The National Highway Traffic Safety Administration plans to issue a proposed V2V mandate by year end instead of in 2016 as originally planned, U.S. Transportation Secretary Anthony Foxx said in statement today. The Transportation Department also will craft a plan to test whether the airwaves used by connected cars can be safely shared with other wireless devices, Foxx said.
“Connected, automated vehicles that can sense the environment around them and communicate with other vehicles and with infrastructure have the potential to revolutionize road safety and save thousands of lives,” Foxx said in a statement.

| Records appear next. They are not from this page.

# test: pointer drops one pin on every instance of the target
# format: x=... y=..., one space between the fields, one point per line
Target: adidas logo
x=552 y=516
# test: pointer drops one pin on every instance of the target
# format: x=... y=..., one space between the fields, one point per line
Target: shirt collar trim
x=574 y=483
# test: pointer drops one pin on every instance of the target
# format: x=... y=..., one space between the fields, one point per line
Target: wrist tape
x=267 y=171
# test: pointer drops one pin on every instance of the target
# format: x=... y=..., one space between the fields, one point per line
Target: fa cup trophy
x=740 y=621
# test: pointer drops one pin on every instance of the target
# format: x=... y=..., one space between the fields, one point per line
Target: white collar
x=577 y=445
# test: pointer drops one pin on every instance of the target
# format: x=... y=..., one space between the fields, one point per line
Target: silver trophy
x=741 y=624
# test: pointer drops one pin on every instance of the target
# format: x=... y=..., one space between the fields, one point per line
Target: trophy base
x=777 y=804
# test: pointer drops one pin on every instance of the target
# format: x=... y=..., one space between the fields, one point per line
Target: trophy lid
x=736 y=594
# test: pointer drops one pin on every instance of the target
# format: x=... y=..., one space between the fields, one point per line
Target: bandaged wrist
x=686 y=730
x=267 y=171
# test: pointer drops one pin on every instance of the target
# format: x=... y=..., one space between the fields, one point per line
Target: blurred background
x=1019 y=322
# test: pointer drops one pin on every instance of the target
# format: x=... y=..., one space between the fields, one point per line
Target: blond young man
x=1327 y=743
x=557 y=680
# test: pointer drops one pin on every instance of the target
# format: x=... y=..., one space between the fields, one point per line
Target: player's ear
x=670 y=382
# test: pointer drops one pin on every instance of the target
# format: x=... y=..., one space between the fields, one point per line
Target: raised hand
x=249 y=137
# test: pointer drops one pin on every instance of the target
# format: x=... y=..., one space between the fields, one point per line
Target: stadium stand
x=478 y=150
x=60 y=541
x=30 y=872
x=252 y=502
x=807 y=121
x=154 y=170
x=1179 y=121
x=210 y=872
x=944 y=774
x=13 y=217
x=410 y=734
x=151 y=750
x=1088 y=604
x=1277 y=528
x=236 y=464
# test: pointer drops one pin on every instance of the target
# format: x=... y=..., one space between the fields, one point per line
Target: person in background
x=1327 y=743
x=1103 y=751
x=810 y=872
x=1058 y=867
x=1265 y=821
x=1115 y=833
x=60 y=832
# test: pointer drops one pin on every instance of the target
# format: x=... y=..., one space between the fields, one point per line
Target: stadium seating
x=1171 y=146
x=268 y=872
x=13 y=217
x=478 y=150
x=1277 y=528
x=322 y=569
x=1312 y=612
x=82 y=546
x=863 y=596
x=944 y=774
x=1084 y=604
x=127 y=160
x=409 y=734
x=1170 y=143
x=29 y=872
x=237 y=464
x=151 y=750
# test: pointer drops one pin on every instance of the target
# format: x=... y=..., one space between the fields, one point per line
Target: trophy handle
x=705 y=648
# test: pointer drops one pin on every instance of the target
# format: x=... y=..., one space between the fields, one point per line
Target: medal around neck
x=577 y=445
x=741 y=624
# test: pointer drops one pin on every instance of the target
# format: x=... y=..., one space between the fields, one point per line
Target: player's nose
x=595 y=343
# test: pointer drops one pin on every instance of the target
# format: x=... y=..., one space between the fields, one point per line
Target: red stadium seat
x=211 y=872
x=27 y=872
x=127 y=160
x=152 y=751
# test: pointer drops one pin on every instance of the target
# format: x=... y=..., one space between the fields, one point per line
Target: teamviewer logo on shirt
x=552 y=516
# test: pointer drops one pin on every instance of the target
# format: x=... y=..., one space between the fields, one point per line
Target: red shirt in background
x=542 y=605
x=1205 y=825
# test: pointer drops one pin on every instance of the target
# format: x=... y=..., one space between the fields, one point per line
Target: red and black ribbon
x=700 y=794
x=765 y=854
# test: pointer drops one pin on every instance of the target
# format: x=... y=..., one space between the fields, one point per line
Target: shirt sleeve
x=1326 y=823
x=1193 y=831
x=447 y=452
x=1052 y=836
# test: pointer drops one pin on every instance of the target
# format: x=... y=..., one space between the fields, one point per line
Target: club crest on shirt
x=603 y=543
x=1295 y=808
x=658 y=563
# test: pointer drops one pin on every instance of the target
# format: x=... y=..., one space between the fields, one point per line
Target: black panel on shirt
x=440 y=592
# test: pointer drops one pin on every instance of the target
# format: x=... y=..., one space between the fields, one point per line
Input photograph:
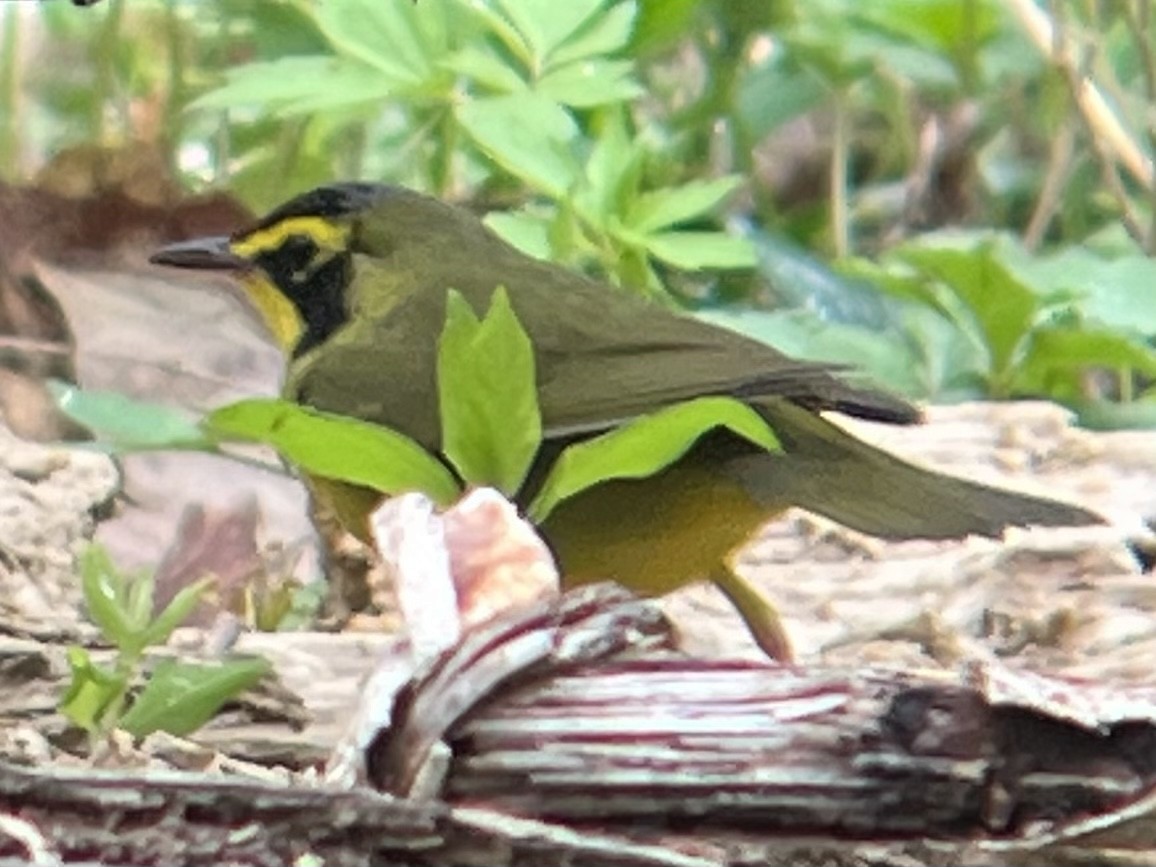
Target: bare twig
x=1051 y=192
x=1111 y=141
x=1092 y=106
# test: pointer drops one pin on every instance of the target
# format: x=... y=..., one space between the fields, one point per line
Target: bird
x=352 y=281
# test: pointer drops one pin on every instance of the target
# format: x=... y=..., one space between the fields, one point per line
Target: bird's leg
x=757 y=612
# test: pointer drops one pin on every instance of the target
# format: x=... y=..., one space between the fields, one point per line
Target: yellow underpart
x=327 y=235
x=278 y=312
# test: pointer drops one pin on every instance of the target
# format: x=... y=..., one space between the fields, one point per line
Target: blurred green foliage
x=912 y=180
x=176 y=697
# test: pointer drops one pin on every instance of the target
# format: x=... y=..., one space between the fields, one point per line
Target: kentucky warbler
x=352 y=280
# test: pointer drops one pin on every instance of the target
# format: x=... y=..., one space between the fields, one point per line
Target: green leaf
x=645 y=446
x=91 y=689
x=299 y=84
x=662 y=208
x=483 y=65
x=605 y=34
x=176 y=613
x=528 y=232
x=127 y=424
x=180 y=697
x=693 y=251
x=487 y=394
x=661 y=23
x=106 y=597
x=943 y=26
x=336 y=447
x=528 y=135
x=1056 y=356
x=1003 y=308
x=545 y=24
x=590 y=83
x=775 y=93
x=610 y=173
x=400 y=41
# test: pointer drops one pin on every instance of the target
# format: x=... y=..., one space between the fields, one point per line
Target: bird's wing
x=602 y=357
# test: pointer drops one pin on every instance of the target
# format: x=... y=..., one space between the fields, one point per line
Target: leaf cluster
x=176 y=697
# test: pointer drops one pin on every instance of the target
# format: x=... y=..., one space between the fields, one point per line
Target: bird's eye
x=297 y=252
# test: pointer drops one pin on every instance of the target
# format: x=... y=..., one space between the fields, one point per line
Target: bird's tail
x=829 y=472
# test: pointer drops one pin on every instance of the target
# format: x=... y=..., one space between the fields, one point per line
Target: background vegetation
x=955 y=195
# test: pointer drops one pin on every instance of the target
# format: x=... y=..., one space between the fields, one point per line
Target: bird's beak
x=209 y=253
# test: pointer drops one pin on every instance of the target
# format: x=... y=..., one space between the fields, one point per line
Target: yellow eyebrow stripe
x=323 y=232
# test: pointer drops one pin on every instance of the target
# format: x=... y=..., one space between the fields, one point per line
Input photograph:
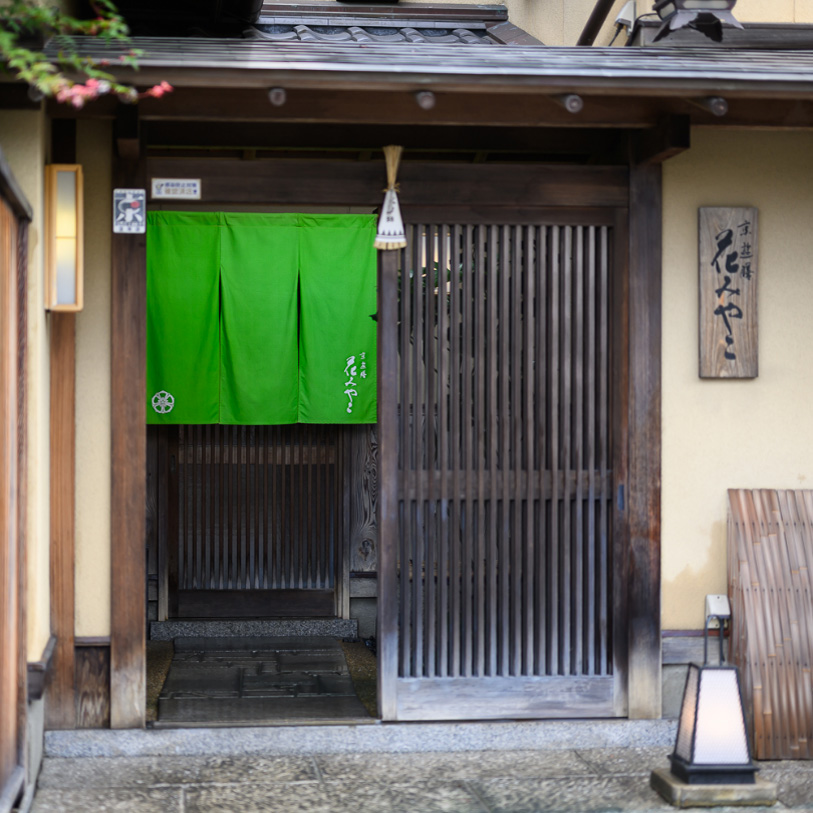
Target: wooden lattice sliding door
x=255 y=521
x=504 y=599
x=13 y=248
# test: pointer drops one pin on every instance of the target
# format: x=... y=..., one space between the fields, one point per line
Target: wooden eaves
x=517 y=86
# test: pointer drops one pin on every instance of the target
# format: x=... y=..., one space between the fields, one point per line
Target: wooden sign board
x=729 y=342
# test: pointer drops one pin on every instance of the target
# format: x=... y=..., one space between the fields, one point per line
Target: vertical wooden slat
x=541 y=662
x=225 y=505
x=566 y=460
x=408 y=276
x=479 y=344
x=199 y=514
x=603 y=454
x=500 y=465
x=388 y=494
x=432 y=403
x=161 y=513
x=443 y=502
x=275 y=531
x=492 y=448
x=469 y=564
x=519 y=542
x=591 y=588
x=553 y=453
x=420 y=423
x=577 y=582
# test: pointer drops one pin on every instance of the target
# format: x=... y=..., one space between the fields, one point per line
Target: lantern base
x=683 y=794
x=713 y=774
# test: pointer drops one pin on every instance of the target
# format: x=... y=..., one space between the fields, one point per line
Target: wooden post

Automakers praised Foxx’s move to speed the process. “NHTSA is recognizing the rapid pace of innovation occurring in vehicle safety,” John Bozzella, CEO of Global Automakers, said in a statement. The Washington-based trade group represents American Honda, Hyundai-Kia, Nissan and other foreign automakers. “The faster we move toward deployment of V2V communications, the sooner consumers will receive the benefits of this lifesaving technology.”

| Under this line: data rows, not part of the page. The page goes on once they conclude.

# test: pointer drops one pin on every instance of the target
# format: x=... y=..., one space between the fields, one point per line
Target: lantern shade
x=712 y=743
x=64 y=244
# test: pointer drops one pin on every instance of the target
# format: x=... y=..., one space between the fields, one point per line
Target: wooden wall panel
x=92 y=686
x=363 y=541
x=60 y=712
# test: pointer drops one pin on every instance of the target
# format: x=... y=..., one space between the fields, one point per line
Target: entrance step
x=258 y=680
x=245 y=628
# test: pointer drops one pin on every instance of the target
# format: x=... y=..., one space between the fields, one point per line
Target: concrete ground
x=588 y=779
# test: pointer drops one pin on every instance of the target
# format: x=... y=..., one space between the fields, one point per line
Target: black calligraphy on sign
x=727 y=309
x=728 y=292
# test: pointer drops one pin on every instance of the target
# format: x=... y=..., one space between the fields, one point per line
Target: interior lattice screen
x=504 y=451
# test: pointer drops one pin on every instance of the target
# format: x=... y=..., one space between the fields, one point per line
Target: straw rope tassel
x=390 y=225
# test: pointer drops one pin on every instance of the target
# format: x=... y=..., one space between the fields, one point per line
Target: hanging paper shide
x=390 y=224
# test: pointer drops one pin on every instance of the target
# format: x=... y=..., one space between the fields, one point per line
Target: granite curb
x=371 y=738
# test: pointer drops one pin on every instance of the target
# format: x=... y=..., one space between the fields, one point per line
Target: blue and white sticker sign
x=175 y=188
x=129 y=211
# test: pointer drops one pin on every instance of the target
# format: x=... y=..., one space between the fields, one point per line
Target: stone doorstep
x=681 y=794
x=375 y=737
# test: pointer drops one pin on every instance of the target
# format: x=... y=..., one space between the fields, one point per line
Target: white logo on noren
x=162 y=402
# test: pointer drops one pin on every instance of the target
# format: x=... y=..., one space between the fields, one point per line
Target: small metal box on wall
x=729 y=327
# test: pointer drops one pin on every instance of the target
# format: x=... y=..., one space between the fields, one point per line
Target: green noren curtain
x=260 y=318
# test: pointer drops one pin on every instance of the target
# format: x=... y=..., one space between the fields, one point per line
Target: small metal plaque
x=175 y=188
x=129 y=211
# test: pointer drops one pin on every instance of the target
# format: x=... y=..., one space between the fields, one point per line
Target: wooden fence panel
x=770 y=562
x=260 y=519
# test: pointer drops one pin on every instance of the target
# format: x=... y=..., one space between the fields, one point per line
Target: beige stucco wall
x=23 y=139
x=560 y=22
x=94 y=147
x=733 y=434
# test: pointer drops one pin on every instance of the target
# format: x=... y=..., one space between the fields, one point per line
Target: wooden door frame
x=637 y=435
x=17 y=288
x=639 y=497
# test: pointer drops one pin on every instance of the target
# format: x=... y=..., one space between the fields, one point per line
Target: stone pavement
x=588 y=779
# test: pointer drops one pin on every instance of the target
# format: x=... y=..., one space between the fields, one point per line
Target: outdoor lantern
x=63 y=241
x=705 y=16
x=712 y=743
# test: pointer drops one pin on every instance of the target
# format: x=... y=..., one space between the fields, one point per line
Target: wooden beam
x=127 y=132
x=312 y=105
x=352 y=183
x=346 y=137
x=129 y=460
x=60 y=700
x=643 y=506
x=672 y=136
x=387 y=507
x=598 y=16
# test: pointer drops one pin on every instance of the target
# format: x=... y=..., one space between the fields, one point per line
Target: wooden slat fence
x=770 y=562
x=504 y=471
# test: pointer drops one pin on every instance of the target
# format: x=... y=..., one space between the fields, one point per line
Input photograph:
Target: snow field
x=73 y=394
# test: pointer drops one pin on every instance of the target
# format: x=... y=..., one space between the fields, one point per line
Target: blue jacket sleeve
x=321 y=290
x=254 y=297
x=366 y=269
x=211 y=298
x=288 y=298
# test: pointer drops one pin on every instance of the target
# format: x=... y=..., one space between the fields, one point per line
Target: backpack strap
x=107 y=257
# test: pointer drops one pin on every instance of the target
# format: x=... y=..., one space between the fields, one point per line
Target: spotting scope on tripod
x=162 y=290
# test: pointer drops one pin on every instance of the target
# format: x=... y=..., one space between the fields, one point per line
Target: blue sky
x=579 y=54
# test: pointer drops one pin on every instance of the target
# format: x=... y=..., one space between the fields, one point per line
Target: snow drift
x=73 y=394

While a mandate likely wouldn’t take effect for years, the government wants to get the technology on the road quickly. It’s seen by U.S. regulators and automakers alike as a potential breakthrough in improving road safety. Warning drivers that they don’t have enough time to make a left turn, or warning them to stop when another driver is about to run a red light, could prevent nearly 600,000 crashes and save more than 1,000 lives annually, NHTSA has said.
Yet despite the potential and more than a decade of research, deployment of the technology has been bogged down as regulators try to settle on minimum standards. Meanwhile, as demand for wireless bandwidth from smartphones and cloud-based data storage has exploded, lawmakers and federal agencies have called for allowing nonautomotive devices to share the airways dedicated to connected cars, prompting concerns from the auto industry about potential interference with wireless signals.

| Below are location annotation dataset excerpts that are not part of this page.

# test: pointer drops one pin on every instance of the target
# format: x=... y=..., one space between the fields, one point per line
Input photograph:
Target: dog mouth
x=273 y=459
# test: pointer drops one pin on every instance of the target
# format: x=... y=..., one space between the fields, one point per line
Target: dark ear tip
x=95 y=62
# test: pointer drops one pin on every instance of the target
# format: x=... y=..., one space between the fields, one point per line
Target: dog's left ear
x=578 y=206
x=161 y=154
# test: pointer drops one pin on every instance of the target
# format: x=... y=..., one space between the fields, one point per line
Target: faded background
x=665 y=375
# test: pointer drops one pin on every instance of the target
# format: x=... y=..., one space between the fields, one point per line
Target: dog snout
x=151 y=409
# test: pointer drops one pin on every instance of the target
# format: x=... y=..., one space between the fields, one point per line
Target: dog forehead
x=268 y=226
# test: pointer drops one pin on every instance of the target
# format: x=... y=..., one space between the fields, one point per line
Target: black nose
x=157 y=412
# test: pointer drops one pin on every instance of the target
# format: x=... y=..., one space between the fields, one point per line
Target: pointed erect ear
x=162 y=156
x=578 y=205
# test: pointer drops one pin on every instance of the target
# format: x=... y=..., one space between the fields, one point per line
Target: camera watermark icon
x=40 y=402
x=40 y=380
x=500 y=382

Now, networking company Cisco Systems has developed a possible way for the different industries to share the airwaves without such interference, according to a statement from the Alliance of Automobile Manufacturers, which represents General Motors, Ford and Fiat Chrysler. In a meeting with the Federal Communications Commission last week, representatives from the alliance and Cisco discussed a proposed test of the technology to be done at Denso International America’s lab in Silicon Valley, a spokeswoman for the alliance said.
Global Automakers’ Bozzella also mentioned the testing with Cisco and Denso, which supply V2V communications hardware and software.
“We all share the vision of using advanced technologies to improve motor vehicle safety on the nation’s roadways,” said Bozzella. “We look forward to continuing our work with DOT and other stakeholders to ensure V2V technology becomes successful in the marketplace.”